Rules: You can only use 1 argument, 1 print and 1 def while using recursion.

So it will look something like this:

def pattern(n):

    **Your code here**

There are 4 scenarioes.

pattern(0)

(No output)

pattern(1)

*

pattern(2)

*
**
*

patterns(3) will output

*
**
*
***
*
**
*

This is my code:

def stars(n, descending=True):
    if descending:
        print('*' * n)
        if n > 2:
            print('*', '\n', end='')

    if n == 1:
        if not descending:
            print('*')
        return

    stars(n - 1, descending)
    if not descending:
        print('*' * n)
        print('*', '\n', end='')


stars(5, descending=False)
stars(4)

How do I solve this question? I could do it but I used 2 arguments, 2 prints and it only works for 3 and above. Any help would be appreciated!

My answer (edit):

def pattern(n):
    if n > 0:
        pattern(n-1)
        print('*' * n)
        pattern(n-1)
    else:
        return


pattern(3)

This fits the question perfectly, but I assume there isn't a way to do pattern(4) and above?

CodePudding user response：

def pattern(n):
    if n > 0:
        pattern(n-1)
        print(n * "*")
        pattern(n-1)

The output is as you wish, for example

>>> pattern(3)

*
**
*
***
*
**
*

CodePudding user response：

def stars(n: int):
    num_range = list(range(1, n))
    num_range = num_range   num_range[0:-1][::-1]
    num_range = num_range   [n]   num_range
    for x in num_range:
        print("*" * x)

CodePudding user response：

"Recursion occurs when a thing is defined in terms of itself or of its type." (Wikipedia)
So, try to describe a pattern in terms of others, for example pattern(3) in terms of other patterns.

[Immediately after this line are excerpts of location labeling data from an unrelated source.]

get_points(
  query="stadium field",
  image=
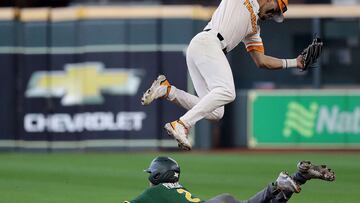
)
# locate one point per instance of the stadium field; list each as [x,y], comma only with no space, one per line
[115,177]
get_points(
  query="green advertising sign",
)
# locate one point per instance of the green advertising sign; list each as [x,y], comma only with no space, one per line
[304,118]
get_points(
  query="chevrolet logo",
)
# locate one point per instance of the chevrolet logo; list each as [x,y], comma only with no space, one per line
[83,83]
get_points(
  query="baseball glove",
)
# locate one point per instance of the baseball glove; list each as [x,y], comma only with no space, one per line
[311,53]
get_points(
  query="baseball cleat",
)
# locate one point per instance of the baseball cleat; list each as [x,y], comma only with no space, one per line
[311,171]
[285,183]
[178,131]
[159,89]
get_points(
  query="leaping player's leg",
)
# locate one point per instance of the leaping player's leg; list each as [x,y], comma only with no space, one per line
[161,88]
[212,77]
[210,71]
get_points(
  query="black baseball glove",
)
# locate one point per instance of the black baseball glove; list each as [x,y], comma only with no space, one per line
[311,53]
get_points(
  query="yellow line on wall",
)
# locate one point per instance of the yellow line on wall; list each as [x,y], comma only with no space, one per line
[151,12]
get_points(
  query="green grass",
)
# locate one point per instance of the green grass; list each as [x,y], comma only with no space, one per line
[112,178]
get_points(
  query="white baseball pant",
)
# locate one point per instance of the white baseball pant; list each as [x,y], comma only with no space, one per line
[212,78]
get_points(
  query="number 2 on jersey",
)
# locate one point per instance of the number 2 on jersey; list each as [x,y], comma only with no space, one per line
[188,195]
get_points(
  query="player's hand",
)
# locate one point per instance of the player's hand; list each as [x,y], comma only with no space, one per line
[300,63]
[311,53]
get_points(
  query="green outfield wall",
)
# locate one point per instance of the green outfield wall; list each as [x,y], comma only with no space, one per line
[323,118]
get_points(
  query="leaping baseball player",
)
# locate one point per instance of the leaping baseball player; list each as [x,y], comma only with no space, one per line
[234,21]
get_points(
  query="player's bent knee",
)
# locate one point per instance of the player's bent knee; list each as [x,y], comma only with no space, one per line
[218,113]
[231,94]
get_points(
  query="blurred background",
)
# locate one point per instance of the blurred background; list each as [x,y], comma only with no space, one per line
[57,54]
[73,73]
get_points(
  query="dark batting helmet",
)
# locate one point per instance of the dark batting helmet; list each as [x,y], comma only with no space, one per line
[163,170]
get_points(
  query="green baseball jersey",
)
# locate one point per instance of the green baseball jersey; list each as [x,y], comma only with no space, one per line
[166,193]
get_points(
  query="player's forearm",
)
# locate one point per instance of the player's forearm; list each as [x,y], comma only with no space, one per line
[271,63]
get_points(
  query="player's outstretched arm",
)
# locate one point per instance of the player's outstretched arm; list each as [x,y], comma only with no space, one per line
[263,61]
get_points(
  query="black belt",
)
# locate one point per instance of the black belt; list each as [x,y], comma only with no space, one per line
[220,37]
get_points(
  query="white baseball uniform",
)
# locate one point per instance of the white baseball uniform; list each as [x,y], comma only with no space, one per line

From the samples, one can see that pattern(3) is "pattern(2), then '*' 3 times, then pattern(2)" (and similarly with other samples other than n=0), but the pattern(0) is a special case to be handled.

def pattern(n):
    if n == 0: # base case 
        pass # this case does nothing
    else: # recursive case:
        pattern(n-1)
        print('*' * n)
        pattern(n-1)

It's also possible to simplify using if n > 0: without else, as MarianD's answer shows it. (I intentionally distinguish base case and recursive case here for illustration purposes, but it's not necessary in recursion)

Note that the demo will throw errors for invalid values:

• n is negative number: RecursionError (base case never reached before it hits the limit)
  
• n is non-integer positive number: In my demo, it keeps subtracting by 1 and the base case is never reached, too, so it ends up in RecursionError. But in any case, the string cannot be multiplied with n.
  
• n is string: TypeError when trying n-1
  etc.

It's possible to modify the program to handle those cases (depending on what you want, here I just let it err).

One can use a loop to check print it from 0 to 5:

for n in range(6):
    print(f"n={n}:")
    pattern(n)
    print('')

output:

n=0:

n=1:
*

n=2:
*
**
*

n=3:
*
**
*
***
*
**
*

n=4:
*
**
*
***
*
**
*
****
*
**
*
***
*
**
*

n=5:
*
**
*
***
*
**
*
****
*
**
*
***
*
**
*
*****
*
**
*
***
*
**
*
****
*
**
*
***
*
**
*

Check if the patterns 4 and 5 are exactly what you want.